- Database systems, like operating systems, file systems, compilers, networking protocols, and the like, are a type of "systems software". Systems software are very low-level APIs and libraries, on top of which are built higher-level middleware and applications.
- Inside a database system, there are various different components, such as SQL execution engines, query optimizers, and so forth. My area of focus was the storage subsystem, which is responsible for managing the underlying physical storage used to store the data on disk: file and index structures, concurrency control, recovery, buffer cache management, etc.
- Inside the storage subsystem, I spent several years working just on the logging component, which is used to implement the "write ahead log". The basic foundation of a recoverable database is that, everytime a change is made to the data, a log record which describes that change is first written to the transaction log; these records can later be used to recover the data in the event of a crash.
When I was doing this work, in the 80's and 90's, I was further sub-specializing in a particular type of logging system: namely, a position-independent shared-memory multi-processor implementation. In this implementation, multiple processes attach to the same pool of shared memory at different virtual addresses, and organize the complex data structures within that shared memory using offsets and indexes, rather than the more commonly used pointer based data structures. (As a side note, I learned these techniques from a former co-worker, who is now once again a current co-worker, though we're working on completely different software now. The world turns.)
Anyway, I became somewhat disconnected from logging systems over the years, so I was fascinated to stumble across this paper in this summer's VLDB 2010 proceedings. The Aether team are investigating the issues involved with logging systems on multi-core and many-core systems, where ultra-high concurrency is a main goal.
As the paper points out, on modern hardware, logging systems have become a significant bottleneck for the scalability of database systems, and several databases have coped in rather painful ways, providing hideous "solutions" such as COMMIT_WRITE = NOWAIT which essentially discards the "write ahead" aspect of write ahead logging in search of higher performance.

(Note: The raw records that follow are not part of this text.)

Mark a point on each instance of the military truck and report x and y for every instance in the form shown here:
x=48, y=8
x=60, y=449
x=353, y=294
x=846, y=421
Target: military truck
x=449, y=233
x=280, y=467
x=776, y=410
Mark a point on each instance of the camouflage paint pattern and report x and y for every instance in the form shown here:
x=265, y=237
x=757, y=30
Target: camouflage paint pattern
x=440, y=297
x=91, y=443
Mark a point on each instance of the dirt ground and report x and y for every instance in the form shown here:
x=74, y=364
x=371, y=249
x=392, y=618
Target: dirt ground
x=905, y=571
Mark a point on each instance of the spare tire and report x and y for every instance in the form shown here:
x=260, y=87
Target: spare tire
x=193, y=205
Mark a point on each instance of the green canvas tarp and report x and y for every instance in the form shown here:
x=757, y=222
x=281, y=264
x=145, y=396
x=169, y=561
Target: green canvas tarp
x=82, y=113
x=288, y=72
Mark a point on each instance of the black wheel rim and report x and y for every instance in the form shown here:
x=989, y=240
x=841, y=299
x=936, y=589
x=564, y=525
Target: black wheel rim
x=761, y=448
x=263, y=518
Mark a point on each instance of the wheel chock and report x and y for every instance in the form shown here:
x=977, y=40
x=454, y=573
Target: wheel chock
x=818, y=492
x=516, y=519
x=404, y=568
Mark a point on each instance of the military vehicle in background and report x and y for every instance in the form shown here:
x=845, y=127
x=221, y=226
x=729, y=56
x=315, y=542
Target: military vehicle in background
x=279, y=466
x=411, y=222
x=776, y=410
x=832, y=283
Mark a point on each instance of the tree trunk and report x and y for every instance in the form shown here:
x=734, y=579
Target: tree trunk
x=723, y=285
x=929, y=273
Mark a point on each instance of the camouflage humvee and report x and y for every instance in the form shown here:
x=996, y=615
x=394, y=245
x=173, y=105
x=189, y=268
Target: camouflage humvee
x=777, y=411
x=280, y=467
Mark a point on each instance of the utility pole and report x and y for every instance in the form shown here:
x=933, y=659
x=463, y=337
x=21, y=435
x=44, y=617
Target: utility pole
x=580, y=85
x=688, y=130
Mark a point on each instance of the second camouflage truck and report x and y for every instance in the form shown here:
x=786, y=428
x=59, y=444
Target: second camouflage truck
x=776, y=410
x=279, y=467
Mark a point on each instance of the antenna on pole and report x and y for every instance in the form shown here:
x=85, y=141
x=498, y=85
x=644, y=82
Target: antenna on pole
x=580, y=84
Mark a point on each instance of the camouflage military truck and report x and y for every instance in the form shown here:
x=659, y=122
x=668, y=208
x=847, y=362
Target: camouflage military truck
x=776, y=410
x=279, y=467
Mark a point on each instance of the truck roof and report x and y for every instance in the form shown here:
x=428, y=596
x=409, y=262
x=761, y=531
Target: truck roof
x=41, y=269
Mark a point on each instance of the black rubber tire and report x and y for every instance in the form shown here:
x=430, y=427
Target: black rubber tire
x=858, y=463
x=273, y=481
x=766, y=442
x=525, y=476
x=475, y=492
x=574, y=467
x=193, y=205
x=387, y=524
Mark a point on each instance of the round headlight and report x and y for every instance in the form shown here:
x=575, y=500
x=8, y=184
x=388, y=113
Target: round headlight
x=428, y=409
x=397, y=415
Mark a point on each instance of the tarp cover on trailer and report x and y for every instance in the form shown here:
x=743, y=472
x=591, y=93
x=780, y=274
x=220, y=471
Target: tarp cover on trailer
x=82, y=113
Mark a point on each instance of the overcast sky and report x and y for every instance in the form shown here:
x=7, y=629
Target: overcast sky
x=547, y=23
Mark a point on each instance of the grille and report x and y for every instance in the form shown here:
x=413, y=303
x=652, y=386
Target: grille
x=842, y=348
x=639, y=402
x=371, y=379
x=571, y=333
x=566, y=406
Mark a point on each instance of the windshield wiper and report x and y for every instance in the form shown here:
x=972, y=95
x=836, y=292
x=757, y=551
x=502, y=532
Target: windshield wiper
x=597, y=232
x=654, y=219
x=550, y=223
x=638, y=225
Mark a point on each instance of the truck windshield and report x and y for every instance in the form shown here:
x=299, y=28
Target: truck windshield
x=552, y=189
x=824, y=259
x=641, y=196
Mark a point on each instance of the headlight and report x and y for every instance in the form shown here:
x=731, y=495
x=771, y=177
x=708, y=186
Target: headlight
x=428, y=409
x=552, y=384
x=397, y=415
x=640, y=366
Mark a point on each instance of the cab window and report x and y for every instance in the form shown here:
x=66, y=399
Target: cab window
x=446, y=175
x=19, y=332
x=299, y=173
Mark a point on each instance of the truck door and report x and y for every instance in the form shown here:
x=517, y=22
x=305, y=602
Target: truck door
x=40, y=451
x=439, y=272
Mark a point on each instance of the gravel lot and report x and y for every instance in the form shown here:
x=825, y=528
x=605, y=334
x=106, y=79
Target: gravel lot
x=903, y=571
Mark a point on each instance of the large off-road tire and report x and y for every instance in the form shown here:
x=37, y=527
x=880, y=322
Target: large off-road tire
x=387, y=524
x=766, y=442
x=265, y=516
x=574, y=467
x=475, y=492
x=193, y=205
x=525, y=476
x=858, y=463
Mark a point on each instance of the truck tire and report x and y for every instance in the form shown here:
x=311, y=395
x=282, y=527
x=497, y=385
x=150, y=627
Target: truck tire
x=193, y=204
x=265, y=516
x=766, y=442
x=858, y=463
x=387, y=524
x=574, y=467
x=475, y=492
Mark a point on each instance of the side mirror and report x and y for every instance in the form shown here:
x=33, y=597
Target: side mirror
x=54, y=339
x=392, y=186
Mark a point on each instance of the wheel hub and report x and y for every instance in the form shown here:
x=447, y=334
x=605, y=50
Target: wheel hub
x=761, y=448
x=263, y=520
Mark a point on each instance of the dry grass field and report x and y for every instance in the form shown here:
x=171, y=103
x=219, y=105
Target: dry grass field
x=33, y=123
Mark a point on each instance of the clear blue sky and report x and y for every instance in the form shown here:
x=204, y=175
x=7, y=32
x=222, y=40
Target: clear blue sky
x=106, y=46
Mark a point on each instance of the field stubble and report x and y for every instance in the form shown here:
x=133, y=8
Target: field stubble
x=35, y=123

The authors are pursuing a different strategy, leveraging the several decades worth of work in lock-free shared data structures to investigate how to build massively concurrent logging systems which don't become a bottleneck on a many-core platform. These techniques include things such as Nir Shavit's Diffracting Trees and Elimination Trees.
I think this is fascinating work; it's great to see people approaching logging systems with a fresh eye, and rather than trying to avoid them, as so many of the modern "no sql" systems seem to want to do, instead they are trying to improve and strengthen this tried-and-true technology, addressing its flaws rather than tossing it out like last century's bathwater.
Ultra-high-concurrency data structures are a very interesting research area, and have been showing great progress over the last decade. I think this particular sub-field is far from being played out, and given that many-core systems appear to be the most likely future, it's worth investing time to understand how these techniques work, and where they can be most effectively applied. I'll have more to say about these topics in future posts, but for now, have a read of the Aether paper and let me know what you think!